ALBANY, N.Y. (CBSNewYork/AP) — Furious Democrats who won a majority of seats in the New York State Senate have called a deal among Republicans and five Democrats to control the chamber a “coup.”
Senate Republican Leader Dean Skelos (R-Rockville Centre) and Independent Democratic Conference Leader Jeffrey Klein (D-The Bronx) announced the power-sharing deal on Tuesday.
Democratic spokesman Mike Murphy on Tuesday called the deal a power grab in the face of voters who chose more Democrats in November elections to rule the Senate.
“This is not a coalition, but a coup against all New Yorkers who voted for Democratic control of the Senate and a progressive state government,” spokesman Mike Murphy said.
“Sadly, the real victims of today’s announcement are the people of our state, whose clearly expressed desire for progress on a host of issues will now be scuttled,” Murphy continued. “Senate Democrats will remain fierce advocates for them and the issues New Yorkers want to see implemented like standing up for women’s health, passing real campaign finance reform, raising the minimum wage and enacting common sense gun laws.”
But Klein said the coalition would still pass legislation on many of those issues.
“We’re committed to seeing major pieces of progressive legislation pass in the Senate, such as increasing the minimum wage, a reform of stop-and-frisk and serious campaign finance reform,” Klein said in an interview.
Klein said bipartisanship was preferable to Democratic control.
“The last time the Democrats were in charge with a 32-vote majority it didn’t work,” Klein said, referring to the 2008-2010 Democratic majority dogged by an aggressive GOP minority. “It caused chaos — so bridging the gap is the way we are going to accomplish things.”
For two years, Republicans used their slim majority to enact a cap on local property tax growth, flat budgets and caps on school aid increases, cuts to several programs and spending on economic development enticements to businesses to grow jobs.

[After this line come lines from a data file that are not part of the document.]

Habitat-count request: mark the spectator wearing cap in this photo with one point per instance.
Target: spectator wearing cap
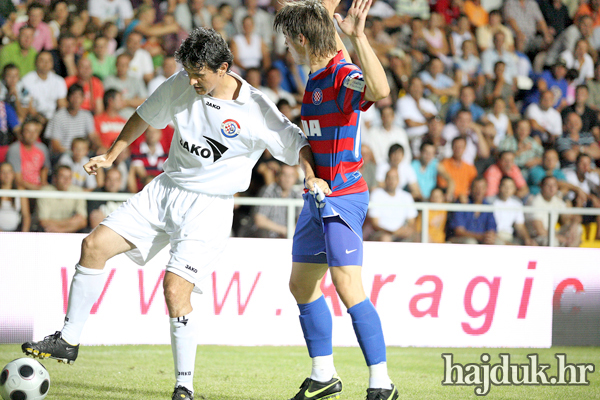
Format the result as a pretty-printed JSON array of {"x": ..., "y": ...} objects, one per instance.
[
  {"x": 546, "y": 121},
  {"x": 466, "y": 100},
  {"x": 69, "y": 123},
  {"x": 505, "y": 166},
  {"x": 413, "y": 110},
  {"x": 464, "y": 126},
  {"x": 589, "y": 118},
  {"x": 131, "y": 87},
  {"x": 528, "y": 151},
  {"x": 485, "y": 34},
  {"x": 48, "y": 90},
  {"x": 93, "y": 89},
  {"x": 65, "y": 55},
  {"x": 553, "y": 81},
  {"x": 470, "y": 227},
  {"x": 498, "y": 52},
  {"x": 392, "y": 224},
  {"x": 549, "y": 167},
  {"x": 380, "y": 138},
  {"x": 581, "y": 29},
  {"x": 580, "y": 60},
  {"x": 43, "y": 39},
  {"x": 117, "y": 11},
  {"x": 575, "y": 142},
  {"x": 525, "y": 19},
  {"x": 462, "y": 173},
  {"x": 20, "y": 52}
]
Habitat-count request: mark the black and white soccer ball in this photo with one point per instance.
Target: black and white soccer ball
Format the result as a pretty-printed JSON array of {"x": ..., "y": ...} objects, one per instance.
[{"x": 24, "y": 379}]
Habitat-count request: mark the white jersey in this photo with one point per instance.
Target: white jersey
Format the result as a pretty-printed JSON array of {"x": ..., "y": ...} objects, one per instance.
[{"x": 217, "y": 142}]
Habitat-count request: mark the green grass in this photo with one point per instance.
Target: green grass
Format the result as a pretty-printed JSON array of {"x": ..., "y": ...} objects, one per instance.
[{"x": 265, "y": 373}]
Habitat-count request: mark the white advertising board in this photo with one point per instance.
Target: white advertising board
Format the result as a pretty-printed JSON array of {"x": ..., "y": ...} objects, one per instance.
[{"x": 426, "y": 294}]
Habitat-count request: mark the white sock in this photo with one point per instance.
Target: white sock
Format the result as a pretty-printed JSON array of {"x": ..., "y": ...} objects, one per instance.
[
  {"x": 323, "y": 368},
  {"x": 86, "y": 287},
  {"x": 183, "y": 344},
  {"x": 378, "y": 377}
]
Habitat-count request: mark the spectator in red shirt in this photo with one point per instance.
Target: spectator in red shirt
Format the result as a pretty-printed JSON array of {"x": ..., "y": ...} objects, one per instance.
[
  {"x": 505, "y": 166},
  {"x": 29, "y": 157},
  {"x": 110, "y": 123},
  {"x": 93, "y": 89}
]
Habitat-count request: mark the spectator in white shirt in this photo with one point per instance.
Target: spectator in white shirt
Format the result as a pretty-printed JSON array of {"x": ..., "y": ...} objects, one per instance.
[
  {"x": 380, "y": 138},
  {"x": 392, "y": 224},
  {"x": 413, "y": 110},
  {"x": 546, "y": 121},
  {"x": 48, "y": 90}
]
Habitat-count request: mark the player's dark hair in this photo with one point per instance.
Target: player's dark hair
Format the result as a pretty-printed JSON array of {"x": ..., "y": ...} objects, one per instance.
[
  {"x": 204, "y": 48},
  {"x": 310, "y": 19},
  {"x": 394, "y": 148},
  {"x": 74, "y": 88}
]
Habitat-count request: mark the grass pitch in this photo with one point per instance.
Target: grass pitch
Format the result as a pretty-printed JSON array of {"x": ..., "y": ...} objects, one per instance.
[{"x": 274, "y": 373}]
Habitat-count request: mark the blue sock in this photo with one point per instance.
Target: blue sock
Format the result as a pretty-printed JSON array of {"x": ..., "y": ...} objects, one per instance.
[
  {"x": 367, "y": 326},
  {"x": 317, "y": 325}
]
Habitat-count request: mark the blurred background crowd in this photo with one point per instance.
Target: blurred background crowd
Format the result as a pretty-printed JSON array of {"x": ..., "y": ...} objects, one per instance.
[{"x": 492, "y": 102}]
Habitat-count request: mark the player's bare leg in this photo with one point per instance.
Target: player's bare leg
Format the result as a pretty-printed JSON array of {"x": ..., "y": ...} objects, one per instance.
[
  {"x": 87, "y": 284},
  {"x": 178, "y": 292}
]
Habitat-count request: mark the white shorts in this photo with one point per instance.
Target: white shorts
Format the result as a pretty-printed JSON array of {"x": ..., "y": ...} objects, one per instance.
[{"x": 196, "y": 225}]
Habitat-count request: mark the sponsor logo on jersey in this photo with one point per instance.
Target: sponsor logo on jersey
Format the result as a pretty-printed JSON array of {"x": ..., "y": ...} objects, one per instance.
[
  {"x": 194, "y": 270},
  {"x": 355, "y": 83},
  {"x": 208, "y": 103},
  {"x": 218, "y": 148},
  {"x": 230, "y": 128},
  {"x": 317, "y": 96}
]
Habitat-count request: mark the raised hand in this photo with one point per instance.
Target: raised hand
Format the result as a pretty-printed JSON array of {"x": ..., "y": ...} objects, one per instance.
[
  {"x": 354, "y": 23},
  {"x": 331, "y": 5},
  {"x": 95, "y": 163}
]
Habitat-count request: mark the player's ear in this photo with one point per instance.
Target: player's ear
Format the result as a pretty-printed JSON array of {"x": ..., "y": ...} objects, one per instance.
[{"x": 223, "y": 69}]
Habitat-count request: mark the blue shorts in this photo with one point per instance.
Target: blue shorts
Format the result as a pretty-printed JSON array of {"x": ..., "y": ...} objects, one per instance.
[{"x": 333, "y": 234}]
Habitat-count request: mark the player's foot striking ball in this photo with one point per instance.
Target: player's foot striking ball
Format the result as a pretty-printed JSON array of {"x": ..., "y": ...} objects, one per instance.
[
  {"x": 53, "y": 346},
  {"x": 382, "y": 394},
  {"x": 315, "y": 390},
  {"x": 181, "y": 393}
]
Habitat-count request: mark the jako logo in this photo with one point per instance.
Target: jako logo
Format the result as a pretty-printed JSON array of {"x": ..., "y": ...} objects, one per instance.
[
  {"x": 217, "y": 148},
  {"x": 194, "y": 270}
]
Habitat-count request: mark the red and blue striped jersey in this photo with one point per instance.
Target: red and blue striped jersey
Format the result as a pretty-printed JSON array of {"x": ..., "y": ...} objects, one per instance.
[{"x": 333, "y": 100}]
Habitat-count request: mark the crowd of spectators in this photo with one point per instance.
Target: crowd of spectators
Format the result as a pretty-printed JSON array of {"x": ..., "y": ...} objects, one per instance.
[{"x": 492, "y": 102}]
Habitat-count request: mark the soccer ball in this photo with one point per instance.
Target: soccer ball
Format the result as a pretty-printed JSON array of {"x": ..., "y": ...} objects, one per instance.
[{"x": 24, "y": 379}]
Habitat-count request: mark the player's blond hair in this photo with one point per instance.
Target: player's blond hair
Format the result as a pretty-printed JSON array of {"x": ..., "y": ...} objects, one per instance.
[{"x": 311, "y": 19}]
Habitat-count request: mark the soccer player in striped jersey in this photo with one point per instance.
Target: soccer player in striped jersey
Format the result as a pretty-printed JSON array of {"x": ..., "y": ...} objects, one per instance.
[{"x": 329, "y": 230}]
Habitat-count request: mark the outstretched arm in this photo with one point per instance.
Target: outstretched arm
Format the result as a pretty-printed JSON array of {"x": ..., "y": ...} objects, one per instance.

Republicans had blocked Democratic priorities, including those held by the IDC, for public financing of campaigns, raising the minimum wage, restrictions on the stop-and-frisk techniques of New York City police and more gun control.
The new deal means the GOP and independent Democrats will share control of moving legislation and even in negotiating a state budget with the Assembly speaker and Democratic Gov. Andrew Cuomo. The deal will create a third conference for the IDC members under the Senate rules, assuring the five-member IDC of rights and powers.
Skelos and Klein said the coalition will work for New Yorkers.
“We’ve brought spending under control, ended Albany dysfunction and consistently delivered the bipartisan results New Yorkers need and deserve _ even on many of the most difficult issues,” Skelos said. “Sen. Klein has proven to be a thoughtful and effective leader, and I look forward to partnering with him to move this state forward.”
Under the agreement, the position of temporary president of the Senate, the leadership post, will alternate between Republicans and the IDC every two weeks.
To pull off the bold move, Republicans and the IDC will have to vote for the leader and the new rule with at least 32 votes. The partnership should provide at least 35 votes. The coalition could still run the Senate if Republicans lose two close races now being decided in court by a count of absentee ballots.
The IDC grew by one member early Tuesday when Sen. Malcolm Smith (D-Queens), joined the conference.
By accepting Smith, the IDC addressed one of the recent criticisms by other Democrats that the IDC lacked any member of color. Smith, who is black, had refused this year to join the Democratic conference meetings. Smith has also considered running for New York City mayor as a Republican.